Pemilik kapal, katanya, memiliki bagian separuh dari hasil tangkapan. Sementara selebihnya dibagi rata dengan seluruh anak buah kapal. Jika musim ikan, Slamet pernah mendapat penghasilan sekitar Rp 30 juta sekali melaut. Sedangkan saat musim paceklik mereka harus gigit jari tak ada pemasukan sama sekali.
Contohnya sekarang, kala musim paceklik. Sebagian nelayan beralih bekerja sebagai ojek, kuli bangunan, dan buruh tani untuk memenuhi kebutuhan hidup. Sedangkan nelayan asal luar Malang seperti Makassar, Balikpapan, Probolinggo, dan Madura memilih pulang ke kampung halamanannya. Sekitar 40 persen nelayan merupakan warga pendatang.
Saat Tempo singgah ke sana, ratusan kapal nelayan bersandar di dermaga. Tak banyak aktivitas nelayan yang melaut mencari ikan tuna. Tempat Pelelangan Ikan (TPI) Pondok Dadap tampak sepi. Sejumlah pekerja duduk tercenung. Mereka bercengkerama atau sekedar bermain telepon pintar untuk menhilangkan kebosanan.
Sejak pagi, tak banyak transaksi jual beli ikan tuna. Hanya sekitar tiga kapal yang bongkar muat barang dan melelang ikan hasil tangkapannya.
Umar Hasan, salah seorang pengambek mengatakan tak banyak ikan yang dihasilkan hari ini. Hanya nelayan pemberani, katanya, yang nekat melaut mencari ikan. Dari total 1000 kapal nelayan, hanya 10 persen yang melaut. Selebihnya tetap berdiam diri di Sendang Biru. “Cuma dapat empat ton ikan tuna,” katanya.
Tak heran, harga ikan tuna melonjak dari Rp 8 ribu per kilogram jadi Rp 15 ribu. Padahal saat musim ikan, setiap hari tak kurang dari 50 ton sampai 100 ton ikan tuna masuk ke TPI Pondok Dadap.
Umar menjelaskan, nelayan dan pengambek sebenarnya mitra yang saling membutuhkan dalam bisnis ikan tangkap di Sendang Biru. “Tak ada perjanjian, hanya saling kepercayaan,” katanya.

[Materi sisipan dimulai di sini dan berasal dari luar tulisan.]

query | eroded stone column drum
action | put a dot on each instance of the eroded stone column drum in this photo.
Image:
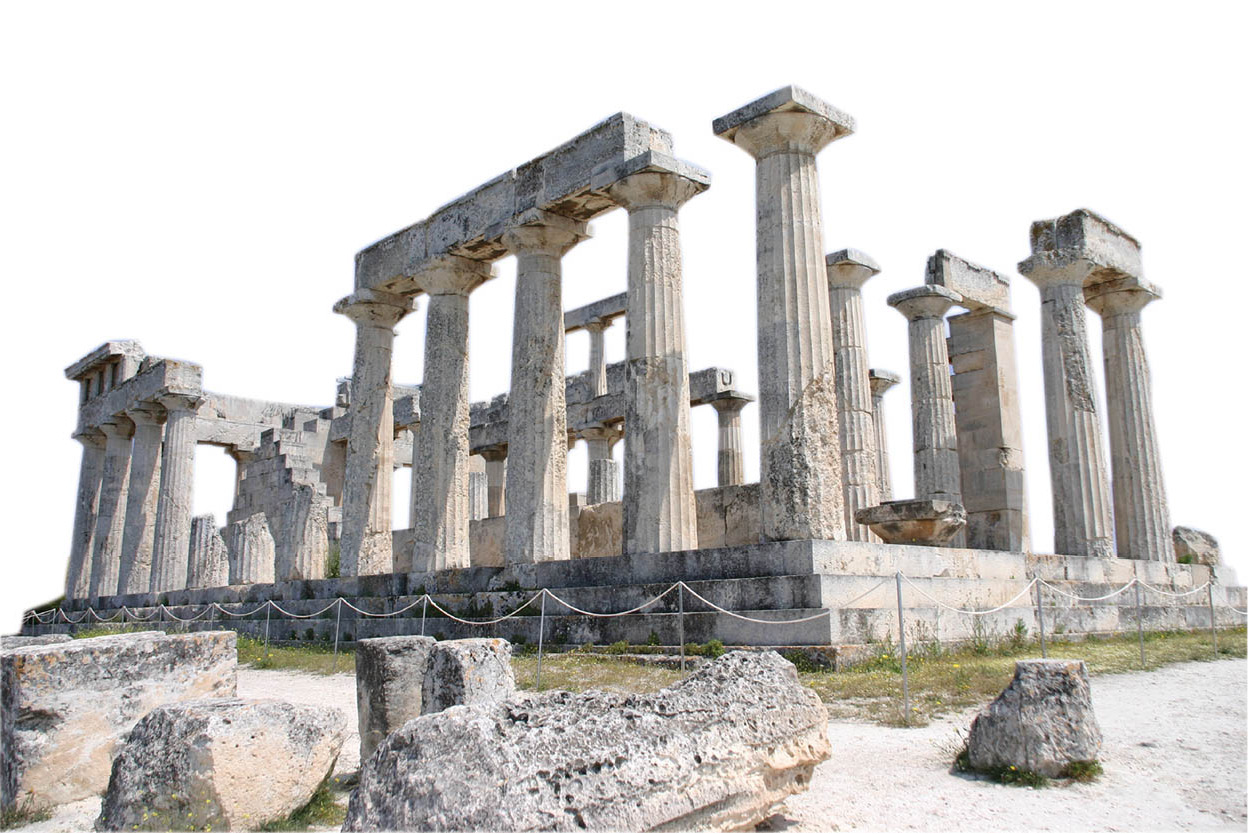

Pinjaman untuk para nelayan, kata dia, tak cuma-cuma. Pengambek mendapat keuntungan lima persen dari hasil penjualan ikan hasil tangkapan. Ikan yang dihasilkan para nelayan juga langsung dibeli pengambek. Setiap musim pengambek memberikan ikatan berupa modal usaha atau biaya operasional. Untuk kapal sekoci sebesar Rp 30-50 juta sedangkan untuk kapal slerek Rp 150-200 juta.
Uang perikatan itu digunakan untuk membeli alat tangkap, membeli es dan solar selama satu musim atau tujuh bulan. Seorang pengambek bisa menangani antara 30-50 kapal. Ikan hasil tangkapan nelayan harus dijual kepada masing-masing pengambek, tak bisa dijual ke pihak lain.
Padahal sekitar 25 persen ikan tuna hasil tangkapan nelayan dipasok ke industri untuk memenuhi kebutuhan ekspor ke Jepang dan Eropa. Terutama untuk ikan tuna segar berdaging merah yang berbobot antara 30-80 kilogram per ekor.